In an exceptionally rare case, a patient with a high genetic risk of developing Alzheimer's appears to have avoided his probable fate for decades, according to new research.

The man's situation is only the third case like this on record, and the only one for the PSEN2 mutation – the other two cases were for a different kind of genetic Alzheimer's.

Not only does this defy what we know about the mutation, which, for those who have it, almost always drives the development of Alzheimer's at around age 50 – his brain was full of amyloid-beta plaques, the sticky protein clumps associated with Alzheimer's neurodegeneration.

A team of researchers has been keeping track of the disease in his family since 2011, as part of a project to better understand dominantly inherited Alzheimer's.

His mother had the PSEN2 mutation, which is believed to drive early Alzheimer's by accelerating amyloid clumping, though it's still unclear exactly how that works. Eleven of her 13 siblings also had this gene mutation. And all were diagnosed with Alzheimer's by roughly age 50.

How did this man dodge the family curse? Scientists studied the man's case, in the hope that his unique history could uncover a more universal mechanism behind the disease, which still evades us.

In both genetic and non-genetic forms of Alzheimer's, amyloid deposits build up slowly in the brain until levels reach a critical point. Along with tangles of another protein called tau, this directly and indirectly leads to neuron death and, ultimately, cognitive decline.

Across ten years of study – led by population geneticist Maria Victoria Fernandez, from the International University of Catalonia, and neuroscientists Jorge Llibre-Guerra and Nelly Joseph-Mathurin, both from Washington University in St Louis – the man's memory and cognitive tests all remained normal.

Genetic tests ruled out the protective mutations that had been found in the two other patients who had resisted Alzheimer's against their genetic odds.

Although his brain was riddled with amyloid by age 61, as they would expect from someone with the PSEN2 mutation, it showed drastically less inflammation than Alzheimer's patients.

What tau proteins they detected were confined to the occipital lobe (at the back of our head, associated with vision), "potentially explaining the preservation of cognitive functions," the authors report. For someone with Alzheimer's, tau would usually be far more widespread, and it didn't even appear to impact his visual or spatial scores in tests.

"This pattern of restricted tau deposition is similar to previously reported extreme resilience cases," the authors note. "This containment of tau pathology, a common feature across currently known extremely resilient individuals, might be a critical factor in delaying the onset of Alzheimer's symptoms."

Of course, with a one-man sample size, it's impossible to tease apart exactly which aspects are truly involved. But the case study does open some interesting lines of inquiry, the most major being that, despite prevailing theories, an abundance of amyloid did not seem to confer Alzheimer's on this particular man.

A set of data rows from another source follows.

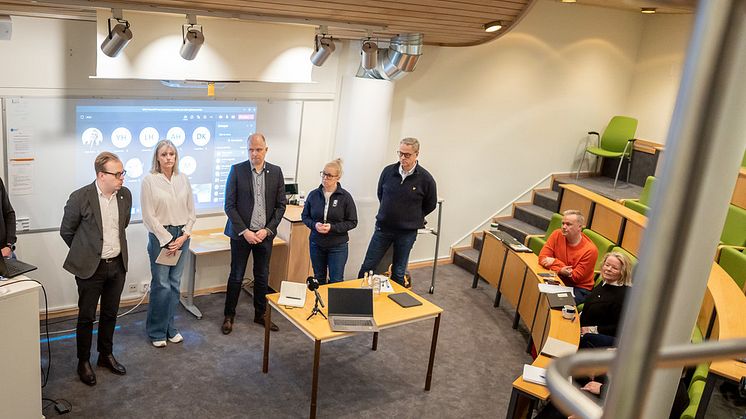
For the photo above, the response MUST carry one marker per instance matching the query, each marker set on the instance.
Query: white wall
(49, 57)
(657, 73)
(496, 118)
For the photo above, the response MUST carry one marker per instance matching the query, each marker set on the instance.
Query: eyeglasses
(117, 174)
(405, 155)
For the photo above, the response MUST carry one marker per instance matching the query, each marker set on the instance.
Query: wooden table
(206, 242)
(386, 313)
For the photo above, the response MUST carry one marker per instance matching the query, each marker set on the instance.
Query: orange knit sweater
(582, 258)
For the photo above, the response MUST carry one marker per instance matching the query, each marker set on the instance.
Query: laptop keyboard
(349, 322)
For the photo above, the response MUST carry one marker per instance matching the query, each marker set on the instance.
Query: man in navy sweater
(407, 193)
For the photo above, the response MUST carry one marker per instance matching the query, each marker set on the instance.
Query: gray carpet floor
(212, 375)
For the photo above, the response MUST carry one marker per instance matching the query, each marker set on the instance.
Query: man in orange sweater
(571, 254)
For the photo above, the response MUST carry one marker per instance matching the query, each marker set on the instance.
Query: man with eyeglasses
(254, 204)
(93, 225)
(407, 193)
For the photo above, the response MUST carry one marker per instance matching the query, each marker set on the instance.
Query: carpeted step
(467, 259)
(547, 199)
(533, 214)
(518, 229)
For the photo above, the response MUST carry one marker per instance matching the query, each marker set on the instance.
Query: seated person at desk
(330, 213)
(602, 309)
(571, 254)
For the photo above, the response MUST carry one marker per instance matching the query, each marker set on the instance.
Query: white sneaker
(177, 338)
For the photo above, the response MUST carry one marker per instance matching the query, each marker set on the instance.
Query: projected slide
(210, 135)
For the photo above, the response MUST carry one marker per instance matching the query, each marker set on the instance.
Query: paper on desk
(534, 374)
(554, 289)
(169, 260)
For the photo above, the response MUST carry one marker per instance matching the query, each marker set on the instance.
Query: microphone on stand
(313, 285)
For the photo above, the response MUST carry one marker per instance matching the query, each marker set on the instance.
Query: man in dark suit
(255, 204)
(93, 228)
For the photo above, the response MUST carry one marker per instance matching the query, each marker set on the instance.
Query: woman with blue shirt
(168, 215)
(330, 213)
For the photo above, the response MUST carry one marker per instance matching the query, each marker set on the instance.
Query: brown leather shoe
(108, 361)
(86, 374)
(227, 325)
(272, 326)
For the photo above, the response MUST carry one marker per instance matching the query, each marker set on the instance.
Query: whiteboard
(40, 140)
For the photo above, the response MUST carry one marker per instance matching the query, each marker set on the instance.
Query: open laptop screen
(351, 301)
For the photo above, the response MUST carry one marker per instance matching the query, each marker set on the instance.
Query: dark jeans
(379, 244)
(597, 340)
(106, 283)
(333, 257)
(240, 250)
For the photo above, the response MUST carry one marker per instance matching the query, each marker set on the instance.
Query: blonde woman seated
(168, 215)
(603, 306)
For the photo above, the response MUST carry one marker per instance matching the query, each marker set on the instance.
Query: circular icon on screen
(149, 137)
(176, 135)
(134, 168)
(92, 137)
(201, 136)
(187, 165)
(121, 137)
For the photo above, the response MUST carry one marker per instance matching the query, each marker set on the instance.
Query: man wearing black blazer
(93, 227)
(254, 204)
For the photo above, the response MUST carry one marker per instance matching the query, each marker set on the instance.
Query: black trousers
(107, 284)
(240, 250)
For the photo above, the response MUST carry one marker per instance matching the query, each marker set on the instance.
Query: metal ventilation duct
(399, 59)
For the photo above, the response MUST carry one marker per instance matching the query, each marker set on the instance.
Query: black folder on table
(560, 299)
(405, 300)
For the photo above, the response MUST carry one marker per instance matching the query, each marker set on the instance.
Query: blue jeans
(164, 289)
(333, 257)
(379, 244)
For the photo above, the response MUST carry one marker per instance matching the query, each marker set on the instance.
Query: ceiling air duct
(399, 59)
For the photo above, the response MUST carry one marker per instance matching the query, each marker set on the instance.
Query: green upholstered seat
(603, 245)
(617, 141)
(642, 205)
(734, 230)
(535, 243)
(733, 261)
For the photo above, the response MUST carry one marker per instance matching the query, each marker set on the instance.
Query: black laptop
(10, 268)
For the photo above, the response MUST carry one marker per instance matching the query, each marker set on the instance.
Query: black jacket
(239, 198)
(404, 204)
(342, 215)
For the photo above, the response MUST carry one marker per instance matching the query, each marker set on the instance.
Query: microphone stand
(316, 310)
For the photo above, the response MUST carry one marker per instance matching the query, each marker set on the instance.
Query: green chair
(642, 205)
(734, 230)
(733, 262)
(535, 243)
(696, 388)
(616, 142)
(603, 245)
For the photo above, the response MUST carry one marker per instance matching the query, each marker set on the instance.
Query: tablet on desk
(405, 300)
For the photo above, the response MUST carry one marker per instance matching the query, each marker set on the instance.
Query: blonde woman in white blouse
(168, 214)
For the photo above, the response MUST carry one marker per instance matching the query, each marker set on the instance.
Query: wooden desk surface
(213, 240)
(292, 213)
(731, 321)
(629, 214)
(386, 312)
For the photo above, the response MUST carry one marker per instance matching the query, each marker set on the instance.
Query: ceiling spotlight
(119, 36)
(369, 50)
(323, 49)
(192, 38)
(493, 26)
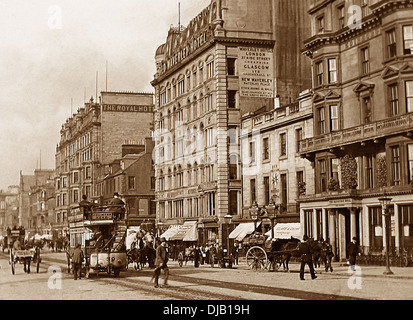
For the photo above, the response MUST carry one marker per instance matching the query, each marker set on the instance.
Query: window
(181, 87)
(395, 166)
(284, 192)
(391, 43)
(334, 118)
(320, 24)
(283, 144)
(341, 16)
(332, 70)
(232, 99)
(131, 183)
(410, 162)
(322, 169)
(252, 191)
(321, 122)
(298, 138)
(252, 152)
(369, 172)
(408, 39)
(393, 99)
(409, 96)
(267, 190)
(231, 66)
(319, 73)
(211, 69)
(365, 60)
(366, 108)
(265, 149)
(364, 8)
(210, 137)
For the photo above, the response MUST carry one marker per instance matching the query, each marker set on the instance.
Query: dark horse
(281, 252)
(322, 253)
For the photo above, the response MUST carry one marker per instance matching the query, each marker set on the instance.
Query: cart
(268, 255)
(24, 257)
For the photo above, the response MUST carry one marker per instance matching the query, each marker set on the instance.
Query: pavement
(339, 268)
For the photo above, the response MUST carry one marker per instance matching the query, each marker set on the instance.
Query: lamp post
(272, 211)
(228, 220)
(385, 203)
(254, 213)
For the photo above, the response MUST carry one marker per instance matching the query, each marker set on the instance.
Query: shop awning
(183, 230)
(286, 231)
(170, 232)
(192, 233)
(242, 230)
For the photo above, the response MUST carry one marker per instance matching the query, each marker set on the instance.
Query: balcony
(382, 128)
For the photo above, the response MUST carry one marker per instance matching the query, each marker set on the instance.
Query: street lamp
(254, 213)
(272, 211)
(228, 220)
(385, 203)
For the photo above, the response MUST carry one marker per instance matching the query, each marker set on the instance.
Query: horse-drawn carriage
(22, 256)
(101, 230)
(269, 254)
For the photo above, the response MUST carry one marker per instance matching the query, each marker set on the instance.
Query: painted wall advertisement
(256, 73)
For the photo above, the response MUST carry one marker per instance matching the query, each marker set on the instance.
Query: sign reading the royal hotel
(124, 108)
(256, 72)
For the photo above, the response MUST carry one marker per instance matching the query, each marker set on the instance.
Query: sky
(50, 51)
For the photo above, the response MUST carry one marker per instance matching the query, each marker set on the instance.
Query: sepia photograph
(206, 158)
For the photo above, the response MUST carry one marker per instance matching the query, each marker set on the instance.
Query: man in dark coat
(306, 258)
(353, 251)
(161, 261)
(77, 259)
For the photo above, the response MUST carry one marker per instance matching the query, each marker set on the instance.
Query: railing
(357, 134)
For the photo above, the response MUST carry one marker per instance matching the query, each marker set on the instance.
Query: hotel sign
(256, 72)
(126, 108)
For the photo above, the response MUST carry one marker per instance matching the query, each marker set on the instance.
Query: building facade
(274, 169)
(362, 62)
(91, 140)
(230, 60)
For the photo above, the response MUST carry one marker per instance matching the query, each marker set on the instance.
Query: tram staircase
(119, 237)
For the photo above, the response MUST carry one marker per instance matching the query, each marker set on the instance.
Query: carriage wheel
(257, 259)
(181, 259)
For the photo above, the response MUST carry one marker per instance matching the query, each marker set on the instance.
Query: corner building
(362, 62)
(234, 58)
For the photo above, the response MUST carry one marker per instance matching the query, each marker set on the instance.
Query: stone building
(274, 169)
(92, 139)
(362, 62)
(235, 57)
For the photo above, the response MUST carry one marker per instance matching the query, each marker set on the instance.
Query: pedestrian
(304, 249)
(353, 250)
(77, 259)
(161, 261)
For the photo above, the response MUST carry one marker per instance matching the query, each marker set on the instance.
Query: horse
(322, 253)
(282, 250)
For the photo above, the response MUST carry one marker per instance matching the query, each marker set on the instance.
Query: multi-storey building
(274, 169)
(28, 214)
(9, 209)
(133, 176)
(235, 57)
(92, 139)
(362, 62)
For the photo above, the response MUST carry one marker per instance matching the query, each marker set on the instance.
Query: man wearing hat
(306, 258)
(161, 261)
(353, 251)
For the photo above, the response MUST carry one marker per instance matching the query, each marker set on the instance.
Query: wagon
(267, 254)
(24, 257)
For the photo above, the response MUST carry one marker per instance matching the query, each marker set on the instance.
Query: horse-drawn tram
(101, 230)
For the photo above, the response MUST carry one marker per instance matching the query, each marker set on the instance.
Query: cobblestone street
(206, 283)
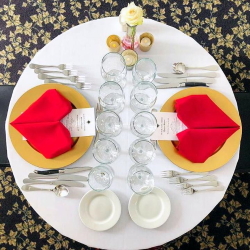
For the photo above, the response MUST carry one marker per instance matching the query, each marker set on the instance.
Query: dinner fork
(172, 173)
(60, 66)
(66, 72)
(192, 191)
(71, 78)
(187, 185)
(177, 180)
(78, 85)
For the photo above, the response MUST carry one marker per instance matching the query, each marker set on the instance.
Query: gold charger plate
(225, 153)
(29, 153)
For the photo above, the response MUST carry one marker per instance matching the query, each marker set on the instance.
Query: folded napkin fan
(40, 124)
(208, 127)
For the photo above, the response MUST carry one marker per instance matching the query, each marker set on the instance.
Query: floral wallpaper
(221, 27)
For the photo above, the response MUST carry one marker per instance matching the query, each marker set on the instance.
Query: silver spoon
(181, 68)
(59, 190)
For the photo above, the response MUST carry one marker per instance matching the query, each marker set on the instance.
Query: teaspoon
(59, 190)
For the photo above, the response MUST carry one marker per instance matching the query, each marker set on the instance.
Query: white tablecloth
(85, 45)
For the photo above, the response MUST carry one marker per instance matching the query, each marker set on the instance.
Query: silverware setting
(188, 185)
(78, 85)
(178, 180)
(62, 171)
(60, 66)
(190, 190)
(66, 72)
(181, 85)
(53, 182)
(174, 177)
(171, 173)
(59, 190)
(175, 75)
(181, 68)
(184, 80)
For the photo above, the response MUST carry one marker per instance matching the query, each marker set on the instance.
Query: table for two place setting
(85, 45)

The authors suspect that in cases like this, where tau deposits are prevented from spreading, the cascade that leads to typical Alzheimer's symptoms may be interrupted, or significantly slowed, regardless of amyloid.

He did have nine genetic variants that were absent among his PSEN2-affected family members. Six of these haven't been linked to Alzheimer's before, but they do have a hand in brain inflammation and protein folding.

The team thinks an unlikely combo, of these genes, and the man's years of exposure to high heat while working as a mechanic in a diesel engine navy ship, may have steered him clear of the regular PSEN2 path.

"Chronic exposure to such stress could activate cellular pathways involved in heat shock response and protein folding, which have been implicated in cellular resilience in neurodegenerative diseases," the authors note.

"Understanding the mechanisms that restrict tau spread in this individual could provide crucial insights into potential therapeutic targets for preventing or slowing the progression of AD."

This research was published in Nature Medicine.